Williams v. Merritt

109 Ga. 217 | Ga. | 1900

Fish, J.

This was an application, by petition, to the court of ordinary of Greene county, to amend a judgment of that court. The petition to amend was filed on July 25,1899. A demurrer was filed to the petition, the grounds of which were, that the petition showed that the judgment was “null android in law,” as more than ten years had elapsed since execution issued upon the saíne, and there was “no entry or levy on said fi. fa. within ten years next preceding said application ; ” and that the plaintiffs were “guilty of laches.” The case was appealed to the superior court, where the demurrer was sustained and the petition dismissed. In the bill of exceptions this ruling of the court is assigned for error. From the petition it appears that the judgment sought to be amended was rendered upon a citation, at the instance of the legatees under the will of Thomas Merritt, to James Merritt, the executor of such will, to appear for a settlement of his accounts as such executor. This judgment was, as appears from the copy of the record from the court of ordinary, as follows: “Whereupon it is considered and adjudged by the court, upon a calculation and settlement of the accounts of said James Merritt, executor of the estate of Thomas Merritt, that the said James Merritt, executor as aforesaid, is indebted to Susan E. Merritt, Marietta M. Merritt, Martha Clements, Sarah V. Merritt, and Ellis Clements, guardian ad litem for Alice Merritt and Antoinette Merritt, in the sum of one thousand and fifty-five 98/100 dollars ($1,055.98), and that execution issue for that amount when called for. Judgment rendered this December 9th, 1878. Joel F. Thornton, Ordinary.” The amendment prayed for and insisted upon was to add at the end of the judgment the words, “to be levied of the goods, lands, and tenements of the testator in the hands of said James Merritt to be administered.” The petition also prayed that A. L. Williams, as administrator of the estates of two of the parties in whose favor the judgment was rendered, should be made a party to the. judgment “in the stead of his deceased intestates,” and that “the name of Ellis Clements be stricken from said judgment as guardian ad litem.” But it is stated by counsel for the plaintiffs in error that these prayers were abandoned at the trial in the court below, and they are not insisted upon here.

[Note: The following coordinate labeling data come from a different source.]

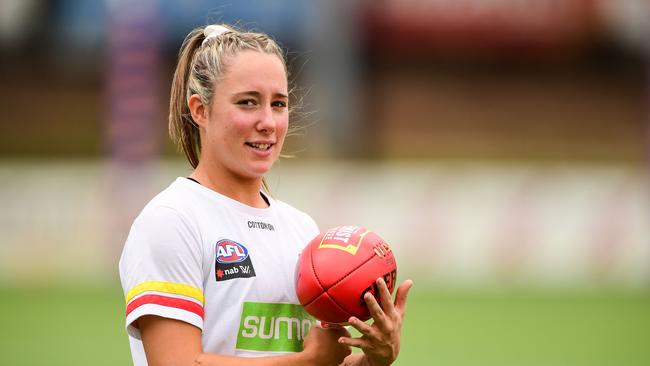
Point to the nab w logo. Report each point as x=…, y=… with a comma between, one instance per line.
x=229, y=251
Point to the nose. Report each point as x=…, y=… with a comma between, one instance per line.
x=266, y=121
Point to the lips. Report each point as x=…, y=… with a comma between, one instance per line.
x=259, y=146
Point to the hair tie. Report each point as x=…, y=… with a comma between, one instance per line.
x=212, y=31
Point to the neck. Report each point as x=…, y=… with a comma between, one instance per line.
x=244, y=190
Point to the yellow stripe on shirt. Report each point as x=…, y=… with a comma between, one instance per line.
x=167, y=287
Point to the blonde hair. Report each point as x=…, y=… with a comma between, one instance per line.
x=201, y=63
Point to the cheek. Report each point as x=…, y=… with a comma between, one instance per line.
x=282, y=124
x=239, y=123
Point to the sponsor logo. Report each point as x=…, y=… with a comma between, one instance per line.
x=233, y=261
x=229, y=251
x=273, y=327
x=260, y=225
x=341, y=238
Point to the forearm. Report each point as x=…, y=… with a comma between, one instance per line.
x=209, y=359
x=356, y=359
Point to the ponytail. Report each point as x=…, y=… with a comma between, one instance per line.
x=182, y=128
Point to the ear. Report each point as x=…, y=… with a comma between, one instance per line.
x=198, y=110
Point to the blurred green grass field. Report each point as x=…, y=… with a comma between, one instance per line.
x=84, y=326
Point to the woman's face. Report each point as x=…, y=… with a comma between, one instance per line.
x=248, y=118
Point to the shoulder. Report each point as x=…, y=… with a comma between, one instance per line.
x=171, y=208
x=290, y=213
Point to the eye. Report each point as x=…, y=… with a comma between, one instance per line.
x=247, y=102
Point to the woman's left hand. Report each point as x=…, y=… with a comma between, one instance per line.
x=380, y=341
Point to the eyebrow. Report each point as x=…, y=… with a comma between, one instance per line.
x=259, y=95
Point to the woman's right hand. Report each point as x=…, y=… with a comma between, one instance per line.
x=321, y=346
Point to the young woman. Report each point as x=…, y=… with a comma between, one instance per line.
x=208, y=267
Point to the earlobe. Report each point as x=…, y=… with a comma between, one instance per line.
x=197, y=110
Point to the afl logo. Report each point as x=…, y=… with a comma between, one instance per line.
x=229, y=251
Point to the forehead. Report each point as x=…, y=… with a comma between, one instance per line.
x=252, y=70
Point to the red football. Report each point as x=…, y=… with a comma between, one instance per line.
x=338, y=267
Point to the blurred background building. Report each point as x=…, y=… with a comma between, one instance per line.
x=487, y=140
x=500, y=146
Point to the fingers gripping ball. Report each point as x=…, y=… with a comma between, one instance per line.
x=338, y=267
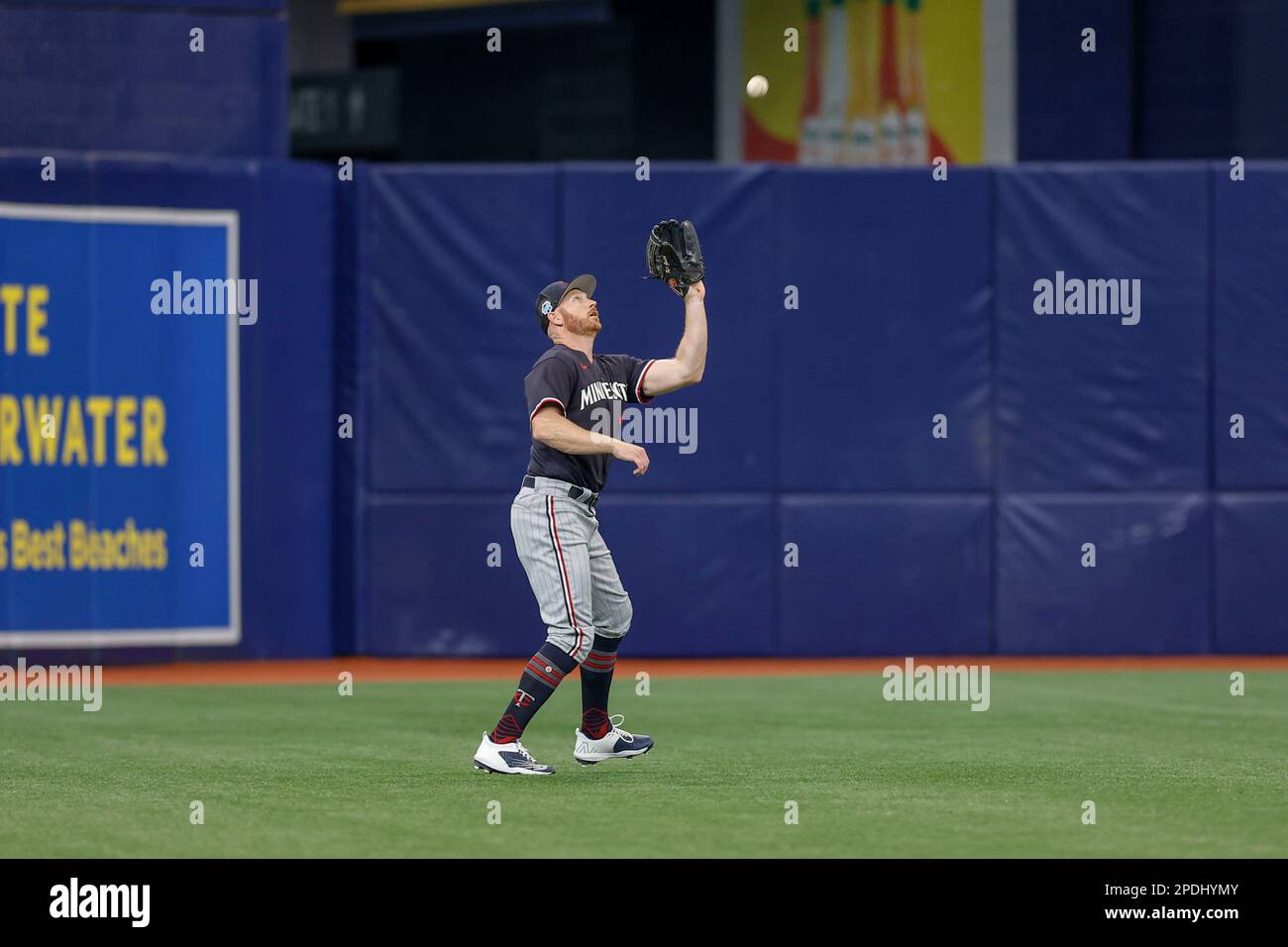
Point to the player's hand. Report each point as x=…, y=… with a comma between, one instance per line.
x=634, y=454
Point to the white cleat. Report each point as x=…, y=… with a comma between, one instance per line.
x=511, y=759
x=613, y=745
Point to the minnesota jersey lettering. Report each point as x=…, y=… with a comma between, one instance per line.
x=601, y=390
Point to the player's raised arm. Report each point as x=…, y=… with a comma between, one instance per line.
x=691, y=357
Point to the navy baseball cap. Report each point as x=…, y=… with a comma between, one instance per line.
x=553, y=295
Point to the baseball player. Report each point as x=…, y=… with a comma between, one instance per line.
x=555, y=527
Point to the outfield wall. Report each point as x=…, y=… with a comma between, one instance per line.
x=815, y=424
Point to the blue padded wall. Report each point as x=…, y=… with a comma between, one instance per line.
x=915, y=298
x=1249, y=329
x=1086, y=402
x=1147, y=594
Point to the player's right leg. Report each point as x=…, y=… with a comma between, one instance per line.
x=550, y=535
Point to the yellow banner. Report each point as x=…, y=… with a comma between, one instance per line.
x=864, y=81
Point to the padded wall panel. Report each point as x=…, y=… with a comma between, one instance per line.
x=1250, y=558
x=1086, y=401
x=446, y=401
x=893, y=329
x=1149, y=591
x=1250, y=331
x=885, y=575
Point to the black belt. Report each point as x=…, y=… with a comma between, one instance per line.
x=579, y=493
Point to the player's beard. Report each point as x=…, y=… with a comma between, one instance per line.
x=583, y=325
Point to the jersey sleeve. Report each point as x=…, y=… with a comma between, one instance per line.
x=632, y=371
x=552, y=381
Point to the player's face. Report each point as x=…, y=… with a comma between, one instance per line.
x=581, y=313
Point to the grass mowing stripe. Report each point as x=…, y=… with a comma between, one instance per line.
x=1175, y=766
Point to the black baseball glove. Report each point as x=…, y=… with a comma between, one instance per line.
x=674, y=256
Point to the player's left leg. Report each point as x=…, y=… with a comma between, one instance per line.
x=600, y=736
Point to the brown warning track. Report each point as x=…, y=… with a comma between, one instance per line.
x=327, y=671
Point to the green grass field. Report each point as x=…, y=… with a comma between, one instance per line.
x=1175, y=766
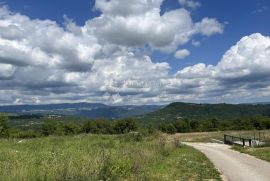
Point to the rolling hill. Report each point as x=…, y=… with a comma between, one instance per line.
x=193, y=111
x=92, y=110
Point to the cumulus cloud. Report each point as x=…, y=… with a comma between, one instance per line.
x=138, y=23
x=180, y=54
x=189, y=3
x=43, y=62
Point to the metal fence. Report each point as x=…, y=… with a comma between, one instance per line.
x=234, y=140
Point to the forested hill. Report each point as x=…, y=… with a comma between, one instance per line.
x=192, y=111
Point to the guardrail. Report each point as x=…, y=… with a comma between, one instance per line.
x=234, y=140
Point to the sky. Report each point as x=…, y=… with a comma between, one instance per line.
x=121, y=52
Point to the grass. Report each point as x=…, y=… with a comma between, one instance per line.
x=259, y=152
x=208, y=136
x=100, y=157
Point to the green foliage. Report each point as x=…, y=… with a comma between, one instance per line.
x=242, y=123
x=4, y=132
x=192, y=111
x=101, y=157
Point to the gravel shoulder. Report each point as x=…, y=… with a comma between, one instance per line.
x=233, y=165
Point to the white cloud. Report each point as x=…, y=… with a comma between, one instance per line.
x=43, y=62
x=209, y=26
x=189, y=3
x=195, y=43
x=139, y=23
x=180, y=54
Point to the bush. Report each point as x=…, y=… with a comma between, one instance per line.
x=4, y=132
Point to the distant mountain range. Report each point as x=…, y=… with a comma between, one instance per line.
x=148, y=113
x=93, y=110
x=192, y=111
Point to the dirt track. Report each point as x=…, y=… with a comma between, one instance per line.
x=233, y=165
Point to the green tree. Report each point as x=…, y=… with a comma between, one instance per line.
x=3, y=126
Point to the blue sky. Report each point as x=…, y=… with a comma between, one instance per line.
x=242, y=17
x=134, y=52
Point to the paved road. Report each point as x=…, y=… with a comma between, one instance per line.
x=233, y=165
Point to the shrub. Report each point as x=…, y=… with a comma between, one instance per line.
x=3, y=126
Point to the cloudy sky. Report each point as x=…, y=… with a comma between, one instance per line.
x=134, y=51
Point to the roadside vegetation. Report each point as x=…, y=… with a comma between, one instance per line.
x=102, y=157
x=259, y=152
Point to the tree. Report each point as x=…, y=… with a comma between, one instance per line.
x=3, y=126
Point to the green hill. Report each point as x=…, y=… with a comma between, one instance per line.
x=192, y=111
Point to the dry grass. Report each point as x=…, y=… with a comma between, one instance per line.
x=99, y=157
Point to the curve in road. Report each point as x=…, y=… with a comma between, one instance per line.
x=233, y=165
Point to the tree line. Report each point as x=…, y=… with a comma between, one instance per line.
x=102, y=126
x=56, y=127
x=242, y=123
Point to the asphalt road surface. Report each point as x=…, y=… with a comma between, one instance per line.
x=234, y=166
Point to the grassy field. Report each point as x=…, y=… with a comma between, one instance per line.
x=99, y=157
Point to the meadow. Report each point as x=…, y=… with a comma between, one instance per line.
x=102, y=157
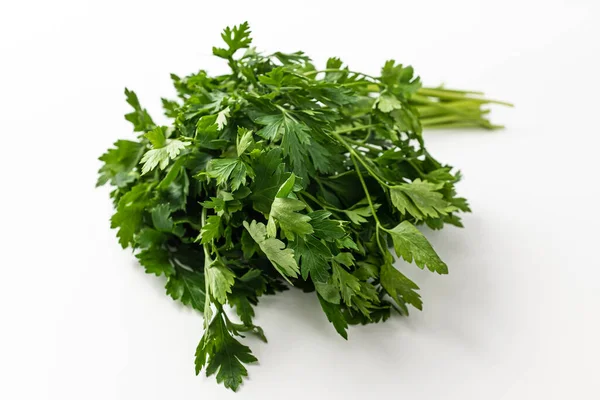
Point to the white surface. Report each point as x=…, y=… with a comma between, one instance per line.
x=516, y=318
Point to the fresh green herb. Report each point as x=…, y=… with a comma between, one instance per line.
x=280, y=174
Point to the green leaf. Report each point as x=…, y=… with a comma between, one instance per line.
x=420, y=199
x=335, y=316
x=328, y=292
x=188, y=287
x=222, y=118
x=287, y=187
x=325, y=228
x=139, y=117
x=285, y=212
x=347, y=284
x=410, y=244
x=156, y=261
x=400, y=288
x=220, y=280
x=222, y=354
x=244, y=140
x=270, y=175
x=130, y=211
x=312, y=256
x=161, y=218
x=212, y=230
x=232, y=170
x=119, y=163
x=236, y=38
x=282, y=259
x=387, y=103
x=161, y=157
x=157, y=137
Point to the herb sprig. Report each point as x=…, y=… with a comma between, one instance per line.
x=279, y=174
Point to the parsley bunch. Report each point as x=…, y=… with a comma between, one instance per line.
x=278, y=174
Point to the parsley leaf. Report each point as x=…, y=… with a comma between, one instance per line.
x=332, y=161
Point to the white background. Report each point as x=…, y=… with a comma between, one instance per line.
x=516, y=318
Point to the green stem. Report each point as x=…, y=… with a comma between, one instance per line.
x=454, y=95
x=359, y=158
x=355, y=128
x=311, y=73
x=371, y=205
x=207, y=262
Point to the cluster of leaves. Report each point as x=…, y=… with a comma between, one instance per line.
x=280, y=174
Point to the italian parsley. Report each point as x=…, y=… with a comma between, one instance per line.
x=279, y=174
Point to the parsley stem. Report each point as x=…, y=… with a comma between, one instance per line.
x=354, y=153
x=454, y=95
x=371, y=205
x=310, y=73
x=356, y=128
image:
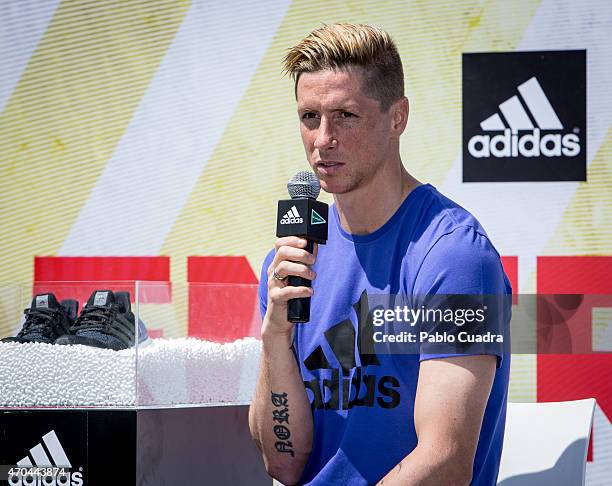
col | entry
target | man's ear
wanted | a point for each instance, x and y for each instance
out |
(400, 115)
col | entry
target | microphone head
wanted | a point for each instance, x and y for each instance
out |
(304, 184)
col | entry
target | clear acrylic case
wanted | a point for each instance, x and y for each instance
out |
(201, 348)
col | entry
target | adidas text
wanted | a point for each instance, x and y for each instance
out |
(70, 479)
(528, 145)
(362, 387)
(287, 220)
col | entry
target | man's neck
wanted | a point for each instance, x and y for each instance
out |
(367, 208)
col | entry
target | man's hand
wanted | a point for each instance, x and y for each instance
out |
(452, 394)
(279, 417)
(290, 259)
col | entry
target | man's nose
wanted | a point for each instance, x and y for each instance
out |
(325, 135)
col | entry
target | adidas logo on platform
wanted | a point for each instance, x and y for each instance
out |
(516, 111)
(292, 217)
(39, 457)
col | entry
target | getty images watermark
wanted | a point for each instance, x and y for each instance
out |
(435, 324)
(417, 321)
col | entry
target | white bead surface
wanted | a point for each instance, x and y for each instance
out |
(166, 372)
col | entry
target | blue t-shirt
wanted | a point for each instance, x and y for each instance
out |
(363, 404)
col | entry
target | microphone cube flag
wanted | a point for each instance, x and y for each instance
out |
(302, 217)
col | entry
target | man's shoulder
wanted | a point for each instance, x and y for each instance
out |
(440, 221)
(441, 215)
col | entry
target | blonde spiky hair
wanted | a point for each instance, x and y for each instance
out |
(339, 46)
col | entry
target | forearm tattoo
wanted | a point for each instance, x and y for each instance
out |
(281, 416)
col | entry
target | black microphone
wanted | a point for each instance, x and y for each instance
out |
(302, 216)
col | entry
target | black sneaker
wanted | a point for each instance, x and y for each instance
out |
(46, 320)
(106, 321)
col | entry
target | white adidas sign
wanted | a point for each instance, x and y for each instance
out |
(510, 143)
(292, 217)
(40, 459)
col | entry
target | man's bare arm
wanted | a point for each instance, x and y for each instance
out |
(280, 418)
(452, 394)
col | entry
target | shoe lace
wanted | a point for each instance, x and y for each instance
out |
(39, 321)
(95, 318)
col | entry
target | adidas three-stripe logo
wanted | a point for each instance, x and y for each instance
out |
(46, 454)
(516, 112)
(40, 457)
(292, 217)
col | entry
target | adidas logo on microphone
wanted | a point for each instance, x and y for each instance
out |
(292, 217)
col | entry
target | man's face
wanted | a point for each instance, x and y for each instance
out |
(346, 135)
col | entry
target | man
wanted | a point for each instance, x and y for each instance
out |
(325, 412)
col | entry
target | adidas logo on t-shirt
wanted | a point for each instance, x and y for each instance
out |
(292, 217)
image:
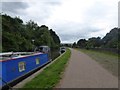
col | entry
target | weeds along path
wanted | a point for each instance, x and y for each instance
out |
(84, 72)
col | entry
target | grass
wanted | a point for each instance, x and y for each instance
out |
(51, 75)
(108, 60)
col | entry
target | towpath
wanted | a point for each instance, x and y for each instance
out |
(83, 72)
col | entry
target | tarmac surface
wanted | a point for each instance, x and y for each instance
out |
(84, 72)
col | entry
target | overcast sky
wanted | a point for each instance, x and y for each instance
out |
(70, 19)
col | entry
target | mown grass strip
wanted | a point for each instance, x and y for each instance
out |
(51, 75)
(108, 60)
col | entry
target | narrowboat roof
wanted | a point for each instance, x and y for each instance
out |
(12, 56)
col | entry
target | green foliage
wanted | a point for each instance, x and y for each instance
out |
(51, 75)
(111, 40)
(17, 36)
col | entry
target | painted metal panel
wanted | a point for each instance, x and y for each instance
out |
(10, 68)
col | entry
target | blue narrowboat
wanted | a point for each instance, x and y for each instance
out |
(15, 67)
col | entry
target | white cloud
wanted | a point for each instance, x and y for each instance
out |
(73, 19)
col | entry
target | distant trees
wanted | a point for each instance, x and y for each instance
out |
(17, 36)
(111, 40)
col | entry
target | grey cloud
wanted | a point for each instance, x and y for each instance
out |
(13, 7)
(76, 31)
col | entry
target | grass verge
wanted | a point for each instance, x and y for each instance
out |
(51, 75)
(108, 60)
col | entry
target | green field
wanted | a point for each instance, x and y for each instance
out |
(108, 60)
(51, 75)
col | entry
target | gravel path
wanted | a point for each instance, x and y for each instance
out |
(83, 72)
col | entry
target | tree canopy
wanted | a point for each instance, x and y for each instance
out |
(110, 40)
(17, 36)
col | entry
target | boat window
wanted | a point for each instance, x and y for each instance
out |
(37, 61)
(21, 66)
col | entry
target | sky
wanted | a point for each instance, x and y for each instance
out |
(70, 19)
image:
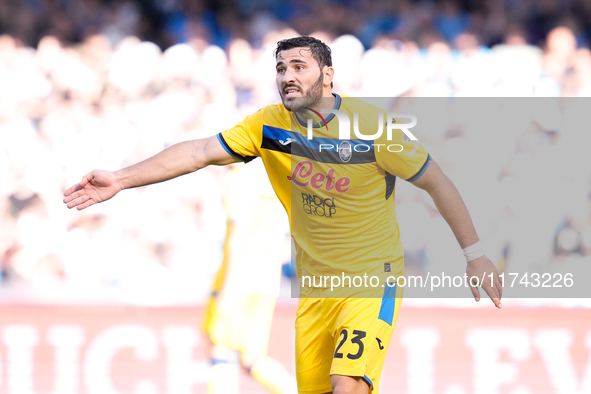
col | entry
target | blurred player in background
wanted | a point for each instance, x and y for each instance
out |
(240, 311)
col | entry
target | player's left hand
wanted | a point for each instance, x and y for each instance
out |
(483, 267)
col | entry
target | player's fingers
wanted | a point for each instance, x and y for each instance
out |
(475, 293)
(497, 302)
(86, 204)
(74, 195)
(86, 178)
(499, 287)
(494, 296)
(78, 201)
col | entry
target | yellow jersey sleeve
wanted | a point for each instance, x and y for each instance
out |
(401, 156)
(244, 140)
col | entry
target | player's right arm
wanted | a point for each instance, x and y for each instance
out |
(176, 160)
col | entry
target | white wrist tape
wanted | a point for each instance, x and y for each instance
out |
(473, 252)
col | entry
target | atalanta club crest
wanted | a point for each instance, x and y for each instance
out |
(345, 151)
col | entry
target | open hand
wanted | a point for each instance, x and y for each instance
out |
(95, 187)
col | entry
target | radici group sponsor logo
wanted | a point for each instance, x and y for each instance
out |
(318, 206)
(303, 175)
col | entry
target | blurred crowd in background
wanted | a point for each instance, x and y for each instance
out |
(103, 84)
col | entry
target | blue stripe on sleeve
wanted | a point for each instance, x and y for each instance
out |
(421, 171)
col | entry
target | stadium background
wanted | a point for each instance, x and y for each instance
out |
(102, 84)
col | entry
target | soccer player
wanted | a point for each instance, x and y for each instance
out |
(341, 208)
(240, 310)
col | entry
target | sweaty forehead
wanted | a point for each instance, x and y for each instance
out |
(301, 53)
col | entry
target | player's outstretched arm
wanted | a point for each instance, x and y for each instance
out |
(454, 211)
(178, 159)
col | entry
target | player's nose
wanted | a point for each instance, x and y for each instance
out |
(288, 76)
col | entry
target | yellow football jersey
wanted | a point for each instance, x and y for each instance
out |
(339, 193)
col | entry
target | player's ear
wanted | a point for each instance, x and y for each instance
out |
(328, 75)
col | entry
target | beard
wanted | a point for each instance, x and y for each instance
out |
(309, 99)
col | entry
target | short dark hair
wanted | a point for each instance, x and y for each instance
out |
(320, 51)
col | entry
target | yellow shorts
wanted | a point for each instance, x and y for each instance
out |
(343, 336)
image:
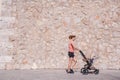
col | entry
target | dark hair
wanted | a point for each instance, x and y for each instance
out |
(72, 36)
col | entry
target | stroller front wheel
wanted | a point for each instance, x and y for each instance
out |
(96, 71)
(84, 71)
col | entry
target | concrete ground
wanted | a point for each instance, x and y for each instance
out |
(49, 74)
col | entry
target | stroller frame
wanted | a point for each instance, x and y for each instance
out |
(88, 68)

*219We are of opinion that the court erred in sustaining the demurrer. For the reasons stated in the opinion in the case of Williams v. Merritt, ante, 213, thejudgment sought to he amended was dormant, but not dead. Dormancy destroys the lien, but not the judgment. Notwithstanding dormancy, the judgment, as an adjudication óf a court, fixing the legal liability of the judgment debtor, still survives and continues of force until it is absolutely barred by lapse of time. It is still a debt of record, upon which a suit may be maintained. “Every court is vested with inherent power to control and amend its records, judgments, and processes, and to correct errors and mistakes in them.” Brady v. Brady, 71 Ga. 71. If, after it becomes dormant, a judgment is alive for any purpose, we do not see how dormancy can deprive the court of its inherent power to amend it. If the judgment still survives, for the purpose of fixing a legal liability, enforceable by suit, it seems to us that the power of the court to amend it has not been lost. So long as it exists for the purpose of establishing and defining a fixed legal obligation of the judgment debtor, the mere fact that it has lost its power to enforce this obligation is not sufficient to defeat an application to make it, upon its face, clearly express its true legal meaning, as a debt of record, when construed in the light of the pleadings upon which it was founded. Dormancy, which merely destroys the lien, but not the settled legal liability created by the judgment, can not prevent an amendment which will make thejudgment in and of itself, without reference to the pleadings which preceded it, plainly express the exact nature and amount of this liability. This judgment, when construed in the light of the precedent pleadings, is, and could only be, a judgment de bonis testatoris. So this court has decided in a claim case arising upon the levy of an execution which issued from it. See Merritt v. Merritt, 66 Ga. 324. To add to it the words proposed by the amendment would be to cure a mere irregularity in the judgment. Leonard v. Collier, 53 Ga. 387; Pryor v. Leonard, 57 Ga. 136.

We do not think there is any merit in the ground of the demurrer which alleges that the plaintiffs have been guilty of laches. Notwithstanding the long period of time which has *220elapsed since the judgment was rendered, we do not see how the executor could have been hurt by the failure of the plaintiffs to apply for the amendment sooner.

Judgment reversed.

The other Justices concurred, except Simmons, 0. J., and Little, J., who dissented, and Lewis, J., who was disqualified.